Le reportage de Marianne Meunier
Radio-Canada

Raghuveera Goel, étudiant en biochimie à l'Université de la Saskatchewan, s'intéresse aux activités cellulaires de l'enzyme SRMS depuis plus de six ans. Après avoir découvert que cette enzyme est active dans les cellules cancéreuses du sein, voilà qu'il dénombre plus de 600 protéines ciblées par l'enzyme.

Un texte de Marianne Meunier

Le docteur Erique Lukong et son étudiant Raghuveera Goel travaillent à Saskatoon sur une famille de protéines appelées kinases. Elles sont utilisées par le corps pour réguler les fonctions des protéines nécessaires au développement et au maintien des cellules.

Les kinases regroupent trois enzymes : BRK, FRK et SRMS.

« Plusieurs études ont permis de démontrer que le BRK est un oncogène, soit un gène qui pourrait causer le cancer du sein, alors que la protéine FRK, elle, montre un potentiel à guérir le cancer du sein. Toutefois, malgré ces avancées, le rôle de l’enzyme SRMS demeurait encore inconnu », explique Raghuveera Goel.

M. Goel est assis à son poste de travail devant une panoplie d'instruments biochimiques.Raghuveera Goel poursuit ses recherches au sein de l'équipe de biochimistes du Dr Erique Lukong à l'Université de la Saskatchewan, à Saskatoon. Photo : Radio-Canada / Trevor Bothorel

En 2013, Raghuveera Goel et ses collègues biochimistes établissent un premier lien entre l’enzyme SRMS et le cancer du sein en comparant deux échantillons de tissus extraits d’une même patiente.

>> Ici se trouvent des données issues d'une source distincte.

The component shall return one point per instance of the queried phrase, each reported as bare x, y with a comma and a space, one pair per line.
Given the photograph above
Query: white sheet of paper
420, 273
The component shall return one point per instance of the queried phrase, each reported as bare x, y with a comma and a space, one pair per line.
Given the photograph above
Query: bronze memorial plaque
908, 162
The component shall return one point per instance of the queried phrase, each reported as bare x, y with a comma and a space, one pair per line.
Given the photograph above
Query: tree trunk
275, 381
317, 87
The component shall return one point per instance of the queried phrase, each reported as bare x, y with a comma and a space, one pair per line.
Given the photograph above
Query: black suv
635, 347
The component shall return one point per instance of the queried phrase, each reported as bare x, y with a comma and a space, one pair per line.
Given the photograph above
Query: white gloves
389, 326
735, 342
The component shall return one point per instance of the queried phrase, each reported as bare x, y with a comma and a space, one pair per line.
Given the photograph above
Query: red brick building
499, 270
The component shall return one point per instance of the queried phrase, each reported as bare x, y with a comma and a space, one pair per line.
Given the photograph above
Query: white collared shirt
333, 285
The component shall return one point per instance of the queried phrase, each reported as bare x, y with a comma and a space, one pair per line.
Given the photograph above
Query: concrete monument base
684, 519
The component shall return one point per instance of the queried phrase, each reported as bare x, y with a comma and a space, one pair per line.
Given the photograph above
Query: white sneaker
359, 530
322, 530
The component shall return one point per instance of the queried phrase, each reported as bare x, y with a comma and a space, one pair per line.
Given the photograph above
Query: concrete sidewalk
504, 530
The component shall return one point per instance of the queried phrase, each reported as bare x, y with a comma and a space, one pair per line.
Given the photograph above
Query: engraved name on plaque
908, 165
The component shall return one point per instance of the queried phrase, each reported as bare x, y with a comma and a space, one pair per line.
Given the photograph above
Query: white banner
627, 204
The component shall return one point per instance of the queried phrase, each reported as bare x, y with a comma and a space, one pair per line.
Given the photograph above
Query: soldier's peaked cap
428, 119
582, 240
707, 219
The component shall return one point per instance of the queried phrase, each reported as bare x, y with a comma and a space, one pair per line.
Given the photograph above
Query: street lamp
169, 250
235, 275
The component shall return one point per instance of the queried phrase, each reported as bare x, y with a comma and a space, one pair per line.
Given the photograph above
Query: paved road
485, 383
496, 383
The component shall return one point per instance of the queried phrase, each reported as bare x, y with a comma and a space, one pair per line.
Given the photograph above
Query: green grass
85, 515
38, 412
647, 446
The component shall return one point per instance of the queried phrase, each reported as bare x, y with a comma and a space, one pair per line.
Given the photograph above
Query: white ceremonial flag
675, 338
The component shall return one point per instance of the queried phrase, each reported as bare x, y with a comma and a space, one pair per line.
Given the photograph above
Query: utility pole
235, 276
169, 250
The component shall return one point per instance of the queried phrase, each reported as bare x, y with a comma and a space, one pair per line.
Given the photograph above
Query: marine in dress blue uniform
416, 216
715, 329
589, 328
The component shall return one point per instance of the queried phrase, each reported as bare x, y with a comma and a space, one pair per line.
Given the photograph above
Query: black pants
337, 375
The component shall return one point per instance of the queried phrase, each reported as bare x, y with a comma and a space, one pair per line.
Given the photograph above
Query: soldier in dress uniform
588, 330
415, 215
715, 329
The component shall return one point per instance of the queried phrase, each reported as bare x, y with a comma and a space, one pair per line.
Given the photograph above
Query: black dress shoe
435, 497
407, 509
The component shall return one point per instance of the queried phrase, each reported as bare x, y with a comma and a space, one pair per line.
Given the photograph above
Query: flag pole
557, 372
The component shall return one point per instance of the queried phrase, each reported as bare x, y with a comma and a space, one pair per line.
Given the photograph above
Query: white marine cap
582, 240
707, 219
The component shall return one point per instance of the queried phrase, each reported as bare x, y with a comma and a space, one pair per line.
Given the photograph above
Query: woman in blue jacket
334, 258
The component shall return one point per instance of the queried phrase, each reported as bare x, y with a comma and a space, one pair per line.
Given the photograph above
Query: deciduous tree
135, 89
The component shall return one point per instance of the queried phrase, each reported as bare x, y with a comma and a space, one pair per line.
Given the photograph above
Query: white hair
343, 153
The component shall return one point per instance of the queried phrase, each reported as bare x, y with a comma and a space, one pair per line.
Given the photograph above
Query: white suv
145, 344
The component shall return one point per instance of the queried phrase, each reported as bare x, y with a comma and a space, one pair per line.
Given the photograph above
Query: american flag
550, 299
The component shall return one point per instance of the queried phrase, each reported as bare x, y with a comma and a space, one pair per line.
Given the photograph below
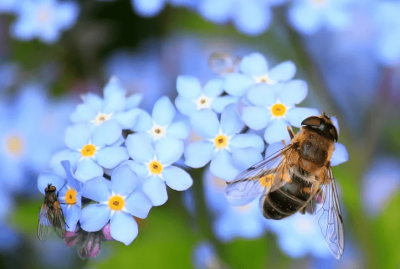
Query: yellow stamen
116, 203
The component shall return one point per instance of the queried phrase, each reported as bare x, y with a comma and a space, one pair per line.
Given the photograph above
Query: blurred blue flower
114, 107
273, 107
154, 165
44, 19
192, 97
160, 124
118, 199
69, 193
221, 141
309, 16
381, 182
91, 151
254, 70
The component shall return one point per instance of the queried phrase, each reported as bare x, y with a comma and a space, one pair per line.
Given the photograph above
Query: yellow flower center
88, 150
266, 181
155, 167
221, 141
116, 203
14, 145
278, 110
70, 196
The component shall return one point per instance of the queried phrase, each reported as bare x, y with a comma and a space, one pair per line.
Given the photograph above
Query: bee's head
50, 188
322, 123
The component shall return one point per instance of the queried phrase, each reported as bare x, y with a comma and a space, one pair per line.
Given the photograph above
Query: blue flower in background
192, 97
309, 16
114, 107
274, 108
160, 124
221, 142
91, 151
154, 165
43, 19
69, 193
118, 199
254, 70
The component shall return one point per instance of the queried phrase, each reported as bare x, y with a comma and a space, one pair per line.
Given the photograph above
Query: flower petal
256, 118
293, 92
254, 64
177, 179
188, 87
283, 71
205, 123
123, 180
94, 217
138, 204
46, 178
199, 154
247, 140
87, 169
169, 150
110, 157
97, 189
276, 131
156, 190
139, 147
163, 111
222, 166
123, 227
107, 133
230, 121
296, 115
76, 136
340, 155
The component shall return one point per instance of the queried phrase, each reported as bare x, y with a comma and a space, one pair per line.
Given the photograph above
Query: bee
51, 215
298, 178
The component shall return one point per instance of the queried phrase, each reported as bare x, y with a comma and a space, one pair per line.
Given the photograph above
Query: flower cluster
120, 158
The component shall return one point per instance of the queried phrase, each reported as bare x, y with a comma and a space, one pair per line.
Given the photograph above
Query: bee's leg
291, 134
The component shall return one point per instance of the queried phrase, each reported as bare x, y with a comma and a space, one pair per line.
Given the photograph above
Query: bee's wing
44, 224
330, 216
246, 186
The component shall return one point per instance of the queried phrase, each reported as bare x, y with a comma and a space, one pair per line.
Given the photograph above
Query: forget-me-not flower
192, 97
221, 140
118, 200
274, 107
160, 124
69, 193
92, 150
255, 70
153, 163
44, 19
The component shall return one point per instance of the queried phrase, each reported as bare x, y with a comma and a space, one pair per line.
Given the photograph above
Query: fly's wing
44, 224
257, 179
330, 216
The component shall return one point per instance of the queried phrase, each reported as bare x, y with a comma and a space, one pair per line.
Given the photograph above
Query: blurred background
51, 51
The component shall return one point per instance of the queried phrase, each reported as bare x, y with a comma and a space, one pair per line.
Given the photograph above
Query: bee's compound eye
312, 121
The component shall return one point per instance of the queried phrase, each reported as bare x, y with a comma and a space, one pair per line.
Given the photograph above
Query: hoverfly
51, 215
296, 179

Ils découvrent que la concentration de l'enzyme SRMS est beaucoup plus élevée dans l’échantillon de cellules cancéreuses que dans l’échantillon de cellules non infectées par la maladie. Aussi, ils observent que plus la concentration de l'enzyme augmente, plus le cancer progresse.

Suivre l'enzyme dans les cellules

Les nouvelles recherches menées par M. Goel lui ont permis de tracer les activités enzymatiques du SRMS lors du processus de phosphorylation.

Une dizaine de protéines contenues dans une même cellules sont colorées en bleu. On y distingue facilement l'enzyme SRMS par sa couleur verte. En colorant la molécule de phosphate en vert, Raghuveera Goel a pu suivre les déplacements cellulaires de l'enzyme SRMS. Photo : Radio-Canada / Trevor Bothorel

Cette réaction chimique est catalysée par diverses kinases, dont l'enzyme SRMS, qui provoque le transfert d'un groupe de phosphate vers des protéines présentes dans la cellule.

Nous avons identifié 663 cibles pour l’enzyme SRMS qui n’avaient jamais été découvertes auparavant.

Raghuveera Goel, étudiant en biochimie

Selon Raghuveera Goel, une dysfonction enzymatique lors du processus de phosphorylation, comme une hyperactivité de l'enzyme SRMS, pourrait conduire au développement de certaines maladies telles que le cancer.

Cette information est une ressource globale qui permettra d’étudier différents types de cancer pour voir si l’enzyme SRMS y est active ou non.

Raghuveera Goel, étudiant en biochimie

Mais les recherches ne s’arrêtent pas là pour Raghuveera Goel et l’équipe du Dr Lukong qui souhaitent maintenant se pencher sur le lien de causalité entre l’enzyme SRMS et le cancer du sein.

« On essaie de voir si cet enzyme-là est à la base de la progression du cancer du sein ou son initiation même », dit le Dr Erique Lukong.

« Le cancer est le résultat de nombreux gènes. On ne connaît pas exactement l’importance de l’enzyme SRMS dans ce concert de gènes qui causent le cancer du sein. C’est la direction que prendra notre laboratoire pour tenter d’identifier le rôle spécifique de cet enzyme dans ce type de cancer », ajoute Raghuveera Goel.

Au cours des prochains mois, Raghuveera Goel entamera ses études postdoctorales à Boston, au Massachusetts, où il étudiera entre autres le rôle de l’enzyme SRMS dans les autres types de cancer.